A exploração da degradação psicológica da personagem, corroída pela ganância, o poder e arrogância, dá-se numa gradação de ações, cada vez mais violentas e duras, e onde a moralidade se vê cada vez mais distante. É aí que dois elementos do seu grupo se assumem como dois opostos do seu psicológico. Freytag e Kipinsky enfrentam-se como a consciência e os impulsos bárbaros de Harold.

O realizador consegue despir o carácter humano de adornos e mostrar a podridão da alma humana. Escolhe não poupar o espectador à violência grotesca de uma realidade que existiu, e que aparece como um choque de verdade, nomeadamente no plano que aparece a cores, fora do contexto da intensificação dramática que se sentia, no momento em que a história começava a construir a sua conclusão, e que traz o lugar ficcionado à vida e ao tempo atual. É aí que a ficha cai. Tudo o que se passou e virá a passar a partir daquele momento, de certa forma, já aconteceu. O espectador deixa de estar abstraído pela leviandade de ser levado por uma história de início ao fim e é obrigado a consciencializar-se da relação entre o que vê com a história do mundo em que vive.

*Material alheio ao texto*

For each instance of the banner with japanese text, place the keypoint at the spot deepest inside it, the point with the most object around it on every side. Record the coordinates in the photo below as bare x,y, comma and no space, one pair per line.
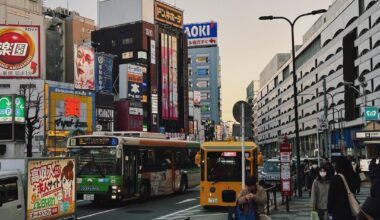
20,51
50,188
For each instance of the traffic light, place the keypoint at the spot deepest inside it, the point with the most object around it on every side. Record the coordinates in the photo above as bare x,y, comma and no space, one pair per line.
362,81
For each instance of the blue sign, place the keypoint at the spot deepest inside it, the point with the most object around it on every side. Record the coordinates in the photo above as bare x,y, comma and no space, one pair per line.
202,34
103,72
371,113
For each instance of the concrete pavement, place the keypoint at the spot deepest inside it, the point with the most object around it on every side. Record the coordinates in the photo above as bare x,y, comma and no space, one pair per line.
299,208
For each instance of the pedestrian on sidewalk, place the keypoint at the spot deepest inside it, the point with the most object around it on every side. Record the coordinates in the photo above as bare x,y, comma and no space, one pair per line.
371,206
319,194
357,181
313,174
372,169
252,197
338,205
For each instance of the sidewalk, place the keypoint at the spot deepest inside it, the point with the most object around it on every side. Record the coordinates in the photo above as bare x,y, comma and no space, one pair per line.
299,208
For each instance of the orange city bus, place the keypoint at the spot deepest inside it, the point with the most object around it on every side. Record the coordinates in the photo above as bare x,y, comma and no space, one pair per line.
221,171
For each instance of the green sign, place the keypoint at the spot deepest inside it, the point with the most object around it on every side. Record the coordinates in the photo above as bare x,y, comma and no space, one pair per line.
371,113
20,109
6,109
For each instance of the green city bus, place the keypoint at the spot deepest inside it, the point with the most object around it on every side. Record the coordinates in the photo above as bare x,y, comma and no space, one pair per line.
132,165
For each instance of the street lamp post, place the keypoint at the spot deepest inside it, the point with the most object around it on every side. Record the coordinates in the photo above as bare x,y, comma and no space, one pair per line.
299,182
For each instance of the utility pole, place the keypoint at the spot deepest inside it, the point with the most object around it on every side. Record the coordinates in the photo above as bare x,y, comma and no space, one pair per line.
325,108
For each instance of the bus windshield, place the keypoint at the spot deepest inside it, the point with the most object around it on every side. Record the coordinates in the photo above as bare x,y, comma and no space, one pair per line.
96,161
224,166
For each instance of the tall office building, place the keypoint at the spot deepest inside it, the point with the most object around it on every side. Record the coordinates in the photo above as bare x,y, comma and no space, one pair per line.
337,75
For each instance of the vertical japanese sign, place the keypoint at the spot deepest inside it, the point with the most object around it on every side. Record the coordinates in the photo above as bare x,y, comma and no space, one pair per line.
19,109
84,58
50,188
6,109
175,79
103,72
19,51
285,173
164,78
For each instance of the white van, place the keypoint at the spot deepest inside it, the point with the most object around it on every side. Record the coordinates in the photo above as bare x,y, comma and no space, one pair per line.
12,197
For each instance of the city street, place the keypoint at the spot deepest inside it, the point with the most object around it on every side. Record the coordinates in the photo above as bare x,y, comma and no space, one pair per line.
165,207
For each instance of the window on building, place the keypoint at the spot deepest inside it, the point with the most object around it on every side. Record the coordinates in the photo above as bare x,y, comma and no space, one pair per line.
127,41
5,86
202,71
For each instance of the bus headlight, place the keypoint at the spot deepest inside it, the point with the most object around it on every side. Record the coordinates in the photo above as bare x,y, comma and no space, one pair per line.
212,189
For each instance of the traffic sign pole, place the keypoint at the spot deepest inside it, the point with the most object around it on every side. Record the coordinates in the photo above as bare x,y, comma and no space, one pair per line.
242,148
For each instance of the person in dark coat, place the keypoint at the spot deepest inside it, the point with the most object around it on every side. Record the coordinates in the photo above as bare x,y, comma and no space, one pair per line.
313,174
337,203
371,205
357,181
372,169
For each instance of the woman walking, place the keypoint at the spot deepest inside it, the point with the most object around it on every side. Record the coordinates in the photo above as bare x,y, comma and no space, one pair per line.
338,205
319,194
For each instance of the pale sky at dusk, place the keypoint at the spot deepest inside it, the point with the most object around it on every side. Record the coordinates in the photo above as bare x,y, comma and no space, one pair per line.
246,44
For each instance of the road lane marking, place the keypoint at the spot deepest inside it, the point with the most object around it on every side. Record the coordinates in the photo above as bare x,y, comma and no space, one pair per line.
186,200
175,213
98,213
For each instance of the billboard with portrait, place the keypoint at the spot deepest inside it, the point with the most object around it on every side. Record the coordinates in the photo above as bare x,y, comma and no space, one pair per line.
50,188
69,112
135,79
84,74
103,72
20,51
202,34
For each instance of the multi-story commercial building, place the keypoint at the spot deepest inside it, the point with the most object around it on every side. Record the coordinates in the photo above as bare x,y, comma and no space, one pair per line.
204,68
341,49
144,37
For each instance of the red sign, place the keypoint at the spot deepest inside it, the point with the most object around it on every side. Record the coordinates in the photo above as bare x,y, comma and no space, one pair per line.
19,51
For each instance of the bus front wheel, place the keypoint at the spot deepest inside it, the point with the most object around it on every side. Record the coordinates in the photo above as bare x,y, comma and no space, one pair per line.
144,192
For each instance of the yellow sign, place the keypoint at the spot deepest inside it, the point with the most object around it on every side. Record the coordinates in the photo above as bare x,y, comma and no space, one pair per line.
51,188
168,15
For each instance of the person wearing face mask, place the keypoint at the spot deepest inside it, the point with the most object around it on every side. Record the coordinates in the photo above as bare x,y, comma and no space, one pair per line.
319,193
338,205
313,174
357,181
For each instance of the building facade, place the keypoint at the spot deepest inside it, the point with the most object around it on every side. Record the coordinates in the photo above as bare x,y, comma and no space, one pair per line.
340,50
204,68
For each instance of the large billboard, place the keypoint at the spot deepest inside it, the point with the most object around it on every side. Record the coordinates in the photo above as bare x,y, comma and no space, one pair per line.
168,14
20,51
51,188
135,78
103,72
70,112
202,34
84,74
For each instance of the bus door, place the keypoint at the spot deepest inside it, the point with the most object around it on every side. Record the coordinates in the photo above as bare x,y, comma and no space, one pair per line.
130,171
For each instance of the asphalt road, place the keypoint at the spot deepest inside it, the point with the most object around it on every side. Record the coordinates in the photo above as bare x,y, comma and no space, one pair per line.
172,207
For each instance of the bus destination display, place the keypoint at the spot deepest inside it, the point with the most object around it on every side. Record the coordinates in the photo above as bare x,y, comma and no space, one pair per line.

As composições imaculadas do filme, retratam esta personagem, da qual não é dado nenhum contexto do seu passado, das suas convicções, ou até da sua ligação ao partido que diz defender, como um exemplo da mentalidade de um regime de ódio que marcou a História da Humanidade. 

 

Vasco Muralha
finalista da especialização de Multimédia, do curso de Comunicação Audiovisual da Escola Artística António Arroio


O que é a duplicidade? Será que alguém é realmente o que apresenta ao mundo? Tal é a demanda pela resposta a esta questão intemporal que se tornou um dos principais temas do filme “O Capitão”, realizado por Robert Shwentke, em 2017. O filme transmite a narrativa rica de um soldado alemão, que perto do fim da guerra e da sua aparente morte encontra uma farda de capitão nazi titular. Ao colocar este conjunto de artigos de roupa pela primeira vez, a personagem auto-transubstancia-se a um nível que ninguém, nem ele próprio, previa, começando a agir e sentir-se como um Deus. Ao encontrar cada vez mais personagens neste estado decadente da Alemanha, os seus atos começam a despoletar caos.

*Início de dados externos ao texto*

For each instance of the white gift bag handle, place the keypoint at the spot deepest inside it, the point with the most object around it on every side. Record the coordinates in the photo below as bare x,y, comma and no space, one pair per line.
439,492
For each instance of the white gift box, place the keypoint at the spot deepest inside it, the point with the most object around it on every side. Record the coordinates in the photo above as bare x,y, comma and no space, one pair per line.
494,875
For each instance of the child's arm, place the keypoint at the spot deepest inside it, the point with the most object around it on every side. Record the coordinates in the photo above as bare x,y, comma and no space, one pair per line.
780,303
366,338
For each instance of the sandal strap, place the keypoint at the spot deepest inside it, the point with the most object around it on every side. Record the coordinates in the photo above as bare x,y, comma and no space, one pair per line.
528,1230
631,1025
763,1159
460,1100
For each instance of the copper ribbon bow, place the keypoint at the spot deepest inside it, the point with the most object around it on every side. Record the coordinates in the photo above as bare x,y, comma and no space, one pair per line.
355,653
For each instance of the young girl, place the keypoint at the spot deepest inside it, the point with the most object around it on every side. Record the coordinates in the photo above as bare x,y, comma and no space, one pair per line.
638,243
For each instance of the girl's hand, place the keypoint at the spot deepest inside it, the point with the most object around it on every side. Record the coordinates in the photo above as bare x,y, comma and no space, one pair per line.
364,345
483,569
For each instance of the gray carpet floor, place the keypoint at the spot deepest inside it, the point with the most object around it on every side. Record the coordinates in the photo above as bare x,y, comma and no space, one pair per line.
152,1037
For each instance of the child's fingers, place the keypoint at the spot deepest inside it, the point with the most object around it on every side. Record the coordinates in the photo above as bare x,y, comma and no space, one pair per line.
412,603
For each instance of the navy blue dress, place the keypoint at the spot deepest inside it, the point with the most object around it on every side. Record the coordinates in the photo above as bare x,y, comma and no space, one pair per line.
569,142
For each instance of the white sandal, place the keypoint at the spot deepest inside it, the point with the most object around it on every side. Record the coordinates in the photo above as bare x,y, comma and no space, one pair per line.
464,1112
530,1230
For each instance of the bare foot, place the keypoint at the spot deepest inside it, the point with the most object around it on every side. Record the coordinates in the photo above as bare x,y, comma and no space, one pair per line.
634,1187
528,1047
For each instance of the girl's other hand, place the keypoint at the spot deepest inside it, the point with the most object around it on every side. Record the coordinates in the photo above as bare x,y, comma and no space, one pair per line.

Um dos pontes fortes desta obra é a forma como trata os seus temas principais, nomeadamente a duplicidade já mencionada e o poder. Desde o momento em que a personagem principal toca no guarda-roupa, transforma-se, indo de um soldado desesperado à beira da morte que faz tudo por uma dentada de comida, a um capitão sedento por sangue com complexo de superioridade. Esta ilusão de quem a personagem se torna é bidimensional. No início ilude-se a si próprio e, no seu fim, ilude os outros. Embora sejam lados completamente diferentes, o filme deixa completamente em aberto qual deles é mais fácil ou mais imediato. Por outro lado, é observável o conceito de poder, principalmente o questionamento entre o verdadeiro poder e o artificial. O fato, um objeto tão simples, vai fazer com que pessoas cada vez mais numerosas se aproximem desta personagem, dando-lhe uma aura de poder, mas se leva ao mesmo resultado que se teria dado se um capitão real tivesse realizado estas ordens, então qual a diferença entre este poder artificial e o real? O filme utiliza esta linha como uma corda de saltar e brinca com ela tornando difusa a sua separação.

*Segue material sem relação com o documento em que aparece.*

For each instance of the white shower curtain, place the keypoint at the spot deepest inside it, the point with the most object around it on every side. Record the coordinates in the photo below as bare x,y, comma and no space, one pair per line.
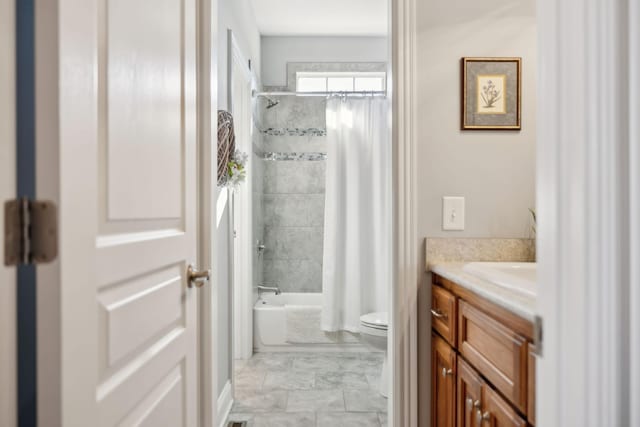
356,261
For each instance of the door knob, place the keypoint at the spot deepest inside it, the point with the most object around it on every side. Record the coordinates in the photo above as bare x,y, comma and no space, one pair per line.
197,278
480,417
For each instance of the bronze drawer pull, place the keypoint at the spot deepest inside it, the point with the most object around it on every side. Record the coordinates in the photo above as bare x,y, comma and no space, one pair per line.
438,314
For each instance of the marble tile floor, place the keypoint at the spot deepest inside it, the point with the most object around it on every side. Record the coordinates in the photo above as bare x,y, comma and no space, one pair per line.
309,390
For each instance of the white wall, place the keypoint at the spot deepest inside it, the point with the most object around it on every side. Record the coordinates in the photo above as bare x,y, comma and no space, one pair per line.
277,51
7,191
494,170
238,16
223,282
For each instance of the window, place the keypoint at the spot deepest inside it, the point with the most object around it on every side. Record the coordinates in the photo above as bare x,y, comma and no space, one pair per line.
340,81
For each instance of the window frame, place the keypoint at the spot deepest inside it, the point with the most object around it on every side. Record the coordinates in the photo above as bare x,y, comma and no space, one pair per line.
354,75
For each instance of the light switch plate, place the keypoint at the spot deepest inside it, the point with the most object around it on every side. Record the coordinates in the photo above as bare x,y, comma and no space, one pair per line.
453,213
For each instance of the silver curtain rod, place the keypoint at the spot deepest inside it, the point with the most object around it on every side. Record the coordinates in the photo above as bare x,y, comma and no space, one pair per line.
335,93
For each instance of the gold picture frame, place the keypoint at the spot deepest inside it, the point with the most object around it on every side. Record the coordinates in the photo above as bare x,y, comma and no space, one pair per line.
491,93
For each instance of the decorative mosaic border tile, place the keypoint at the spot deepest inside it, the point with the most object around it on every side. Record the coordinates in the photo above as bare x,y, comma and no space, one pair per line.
294,132
294,156
445,249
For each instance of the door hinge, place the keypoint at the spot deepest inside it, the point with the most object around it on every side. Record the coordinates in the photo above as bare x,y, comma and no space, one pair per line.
30,231
537,335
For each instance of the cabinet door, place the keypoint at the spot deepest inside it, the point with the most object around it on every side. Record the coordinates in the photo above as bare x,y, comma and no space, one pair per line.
496,412
531,384
469,394
443,313
443,383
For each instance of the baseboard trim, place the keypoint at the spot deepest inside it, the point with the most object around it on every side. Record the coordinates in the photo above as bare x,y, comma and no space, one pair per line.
225,402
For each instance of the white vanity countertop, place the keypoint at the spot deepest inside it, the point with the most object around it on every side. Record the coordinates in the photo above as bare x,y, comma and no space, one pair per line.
516,302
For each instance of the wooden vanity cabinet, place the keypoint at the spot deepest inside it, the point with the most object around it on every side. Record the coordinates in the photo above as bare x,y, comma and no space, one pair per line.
469,395
496,412
443,374
483,375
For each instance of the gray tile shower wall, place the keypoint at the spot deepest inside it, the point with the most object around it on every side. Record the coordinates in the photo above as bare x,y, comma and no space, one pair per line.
293,190
294,218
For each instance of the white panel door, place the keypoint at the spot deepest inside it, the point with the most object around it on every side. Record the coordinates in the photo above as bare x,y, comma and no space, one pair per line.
7,191
128,212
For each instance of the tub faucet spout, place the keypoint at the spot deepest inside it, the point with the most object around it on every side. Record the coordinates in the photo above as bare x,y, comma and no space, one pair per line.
274,289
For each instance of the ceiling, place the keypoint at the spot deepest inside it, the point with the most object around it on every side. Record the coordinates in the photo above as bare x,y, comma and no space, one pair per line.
321,17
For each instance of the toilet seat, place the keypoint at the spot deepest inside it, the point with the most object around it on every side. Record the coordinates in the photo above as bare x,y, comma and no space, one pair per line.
377,320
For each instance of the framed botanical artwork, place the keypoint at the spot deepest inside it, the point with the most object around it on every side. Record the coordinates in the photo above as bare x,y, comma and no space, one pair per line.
491,90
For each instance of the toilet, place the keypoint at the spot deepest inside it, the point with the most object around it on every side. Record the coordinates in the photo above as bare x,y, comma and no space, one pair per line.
373,332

Merece também ser mencionada a excelente cinematografia do filme, que realmente eleva a história já importante a um nível inesperado. Em primeiro lugar é observável o preto e branco, contribuindo para o facto de ser um filme histórico, e em segundo lugar a ideia de contraste, algo que parece transversal nesta obra. Esse contraste revela-se quando são demonstrados atos violentos e progressivamente mais extremos e decadentes no filme, enquanto a cinematografia se encontra límpida, não só funcionando como um elemento de contraste, mas também existindo como ferramenta do realizador evidenciar ao espetador atos horríveis. Tudo isto existe a par de diversas técnicas inteligentes, como a utilização de planos assentes formalmente numa ideia de horizontalidade nos momentos em que os “súbditos” da personagem principal se esforçam por si.

Este é assim um filme de contrastes, decadência, poder e duplicidade, sendo uma obra cinematográfica de alta qualidade técnica e criativa, algo que não exclui a sua grande importância histórica.